What is your greatest
contribution to Friends?
"I contribute to - well, I hope I contribute to – quality of
composition assignments and students trying to figure out how to write papers.
I was a Singing Quaker, so I hope I contributed to the quality of that group
while I was in it, too.
"I hope to contribute more in the future than I have in the
past. We’ll see; maybe I have more contributions yet to make."
How do you like to
give back to the Wichita community, the campus community, and/or the world?

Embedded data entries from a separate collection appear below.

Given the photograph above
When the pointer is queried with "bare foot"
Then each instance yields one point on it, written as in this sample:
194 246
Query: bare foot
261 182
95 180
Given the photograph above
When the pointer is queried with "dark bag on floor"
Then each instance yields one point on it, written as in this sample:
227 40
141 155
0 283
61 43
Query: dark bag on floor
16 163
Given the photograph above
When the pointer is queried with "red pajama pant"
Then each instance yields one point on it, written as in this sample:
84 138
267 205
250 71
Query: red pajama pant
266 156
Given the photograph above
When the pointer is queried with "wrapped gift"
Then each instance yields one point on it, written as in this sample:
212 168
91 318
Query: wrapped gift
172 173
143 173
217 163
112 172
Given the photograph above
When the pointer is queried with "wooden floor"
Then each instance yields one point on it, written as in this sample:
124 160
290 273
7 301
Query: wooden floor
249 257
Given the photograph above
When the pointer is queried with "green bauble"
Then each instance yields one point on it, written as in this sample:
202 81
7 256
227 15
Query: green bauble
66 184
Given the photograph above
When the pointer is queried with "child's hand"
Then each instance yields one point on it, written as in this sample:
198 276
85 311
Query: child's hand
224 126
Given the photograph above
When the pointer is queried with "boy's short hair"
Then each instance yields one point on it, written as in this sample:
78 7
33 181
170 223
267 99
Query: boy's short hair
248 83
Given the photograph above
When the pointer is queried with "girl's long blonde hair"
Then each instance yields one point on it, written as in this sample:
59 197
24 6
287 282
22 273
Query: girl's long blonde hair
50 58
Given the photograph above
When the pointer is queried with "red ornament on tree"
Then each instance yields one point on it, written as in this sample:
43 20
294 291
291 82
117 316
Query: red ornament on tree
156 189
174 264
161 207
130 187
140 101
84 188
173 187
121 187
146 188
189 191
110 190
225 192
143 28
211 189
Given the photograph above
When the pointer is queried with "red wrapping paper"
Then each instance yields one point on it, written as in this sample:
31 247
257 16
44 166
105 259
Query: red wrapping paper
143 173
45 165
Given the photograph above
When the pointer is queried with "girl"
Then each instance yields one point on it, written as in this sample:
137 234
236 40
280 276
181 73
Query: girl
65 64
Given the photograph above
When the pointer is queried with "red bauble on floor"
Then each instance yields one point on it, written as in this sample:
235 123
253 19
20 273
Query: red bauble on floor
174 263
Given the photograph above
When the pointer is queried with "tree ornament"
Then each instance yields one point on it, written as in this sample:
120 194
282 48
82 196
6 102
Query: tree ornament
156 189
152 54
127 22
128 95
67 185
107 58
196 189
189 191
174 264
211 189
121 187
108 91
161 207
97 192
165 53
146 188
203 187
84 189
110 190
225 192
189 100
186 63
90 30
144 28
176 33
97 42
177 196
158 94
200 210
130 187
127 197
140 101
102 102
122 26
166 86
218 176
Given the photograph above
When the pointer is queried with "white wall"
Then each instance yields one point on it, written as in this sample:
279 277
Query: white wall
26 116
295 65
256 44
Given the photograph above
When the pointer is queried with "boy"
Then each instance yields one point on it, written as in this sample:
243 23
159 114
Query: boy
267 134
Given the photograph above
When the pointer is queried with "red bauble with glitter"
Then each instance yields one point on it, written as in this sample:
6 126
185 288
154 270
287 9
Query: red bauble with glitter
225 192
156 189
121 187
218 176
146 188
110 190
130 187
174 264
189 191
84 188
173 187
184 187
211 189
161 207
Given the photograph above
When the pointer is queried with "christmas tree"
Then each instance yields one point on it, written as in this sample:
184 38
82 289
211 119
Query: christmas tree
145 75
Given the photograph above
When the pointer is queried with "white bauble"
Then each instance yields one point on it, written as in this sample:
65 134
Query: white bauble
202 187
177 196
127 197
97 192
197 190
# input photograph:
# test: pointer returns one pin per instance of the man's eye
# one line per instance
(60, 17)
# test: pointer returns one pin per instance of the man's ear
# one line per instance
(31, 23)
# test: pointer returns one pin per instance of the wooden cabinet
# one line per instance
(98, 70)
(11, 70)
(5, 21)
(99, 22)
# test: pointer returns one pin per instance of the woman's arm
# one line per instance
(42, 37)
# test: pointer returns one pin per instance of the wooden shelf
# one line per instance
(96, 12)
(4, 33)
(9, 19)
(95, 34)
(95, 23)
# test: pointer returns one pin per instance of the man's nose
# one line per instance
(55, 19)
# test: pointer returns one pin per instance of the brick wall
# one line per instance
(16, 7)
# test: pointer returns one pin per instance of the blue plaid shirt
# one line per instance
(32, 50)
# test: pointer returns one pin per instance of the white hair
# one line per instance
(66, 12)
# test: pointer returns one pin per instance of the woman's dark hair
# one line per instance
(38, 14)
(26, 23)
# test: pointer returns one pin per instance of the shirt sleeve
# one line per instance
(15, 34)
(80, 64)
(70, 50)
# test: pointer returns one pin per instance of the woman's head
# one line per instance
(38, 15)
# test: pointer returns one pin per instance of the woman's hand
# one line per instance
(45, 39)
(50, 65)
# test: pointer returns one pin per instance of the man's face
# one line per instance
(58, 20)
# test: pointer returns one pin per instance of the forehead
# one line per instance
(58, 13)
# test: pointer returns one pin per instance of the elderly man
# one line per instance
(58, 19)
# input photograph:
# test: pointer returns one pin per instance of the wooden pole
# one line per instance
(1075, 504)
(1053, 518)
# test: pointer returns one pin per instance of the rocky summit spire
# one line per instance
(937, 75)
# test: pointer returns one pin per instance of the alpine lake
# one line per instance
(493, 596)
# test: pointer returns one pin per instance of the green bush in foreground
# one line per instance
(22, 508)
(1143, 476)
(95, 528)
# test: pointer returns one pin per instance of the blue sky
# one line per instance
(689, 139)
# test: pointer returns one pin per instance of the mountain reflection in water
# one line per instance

"I enjoy one-on-one interactions with people where I can
somehow help them get from where they’re at to where their goal is. I do that
tutoring, I do that talking with new tutors, I do that with private music
students that I teach.
"Maybe it’s not a huge change-the-world type of thing, but
the people in my circle, I hope I can ease their path a little bit.
"There’s this short fable story I read when I was a kid that
I really, really liked about this little girl who had a blind little sister and
she felt so sorry that her sister couldn’t see that she wanted to help. So she
went to this wise old witch woman who lived on a mountain and the witch woman
said, ‘Take this thread all the way around the world and your sister will be
able to see.’
So she started on this journey that would take forever long
and she had to go over this really rough terrain where there were no roads and
she realized the thread behind her was golden. Whatever it touched – it was
making stairs up the mountain and it was making roads where there hadn’t been
any – so the story was about easing the path for people who would come after
her.
"She gets home and the little sister can see and it’s great
and she improved the world.
"I hope I can do things like that with my time and my life
that would help ease other people’s paths, even if it’s ten people at a time,
not billions of people. That’s what I hope for and that’s what I strive for."
What is one thing you
want to tell the people of Friends University, Wichita, and/or the world?
"Make it your job to find the positive in situations. That
sounds like such garbage, but, and I’m generally a really negative, pessimistic
person, but I’ve practiced positive self-talk and finding the positives in
things and you literally have a better day.
"So have a better day. Don’t focus on the bad stuff, don’t
let it spiral you. Don’t treat other people bad because you’re having a bad
day. Focus on the positive things and encourage other people.
"High-school-me just rolled over in the past like, ‘Who even
are you?’ I never thought those words would be coming out of my mouth. It
sounds cheesy, but people say it because it’s actually true."
What is one question
you wish we would have asked and how would you answer it?
"I’m not very good at that. In grad school, whenever we’d have
visiting authors come and we had to write questions so we had something to ask
them, I’d always be like, ‘I don’t know.’
"Maybe something about ‘What do you do when your time isn’t
revolving around Friends?’ because people have other identities and version of
themselves.
"And then I would answer that with ‘I’m trying to be a
fiction writer.’ I’m trying to devote a lot of time to that."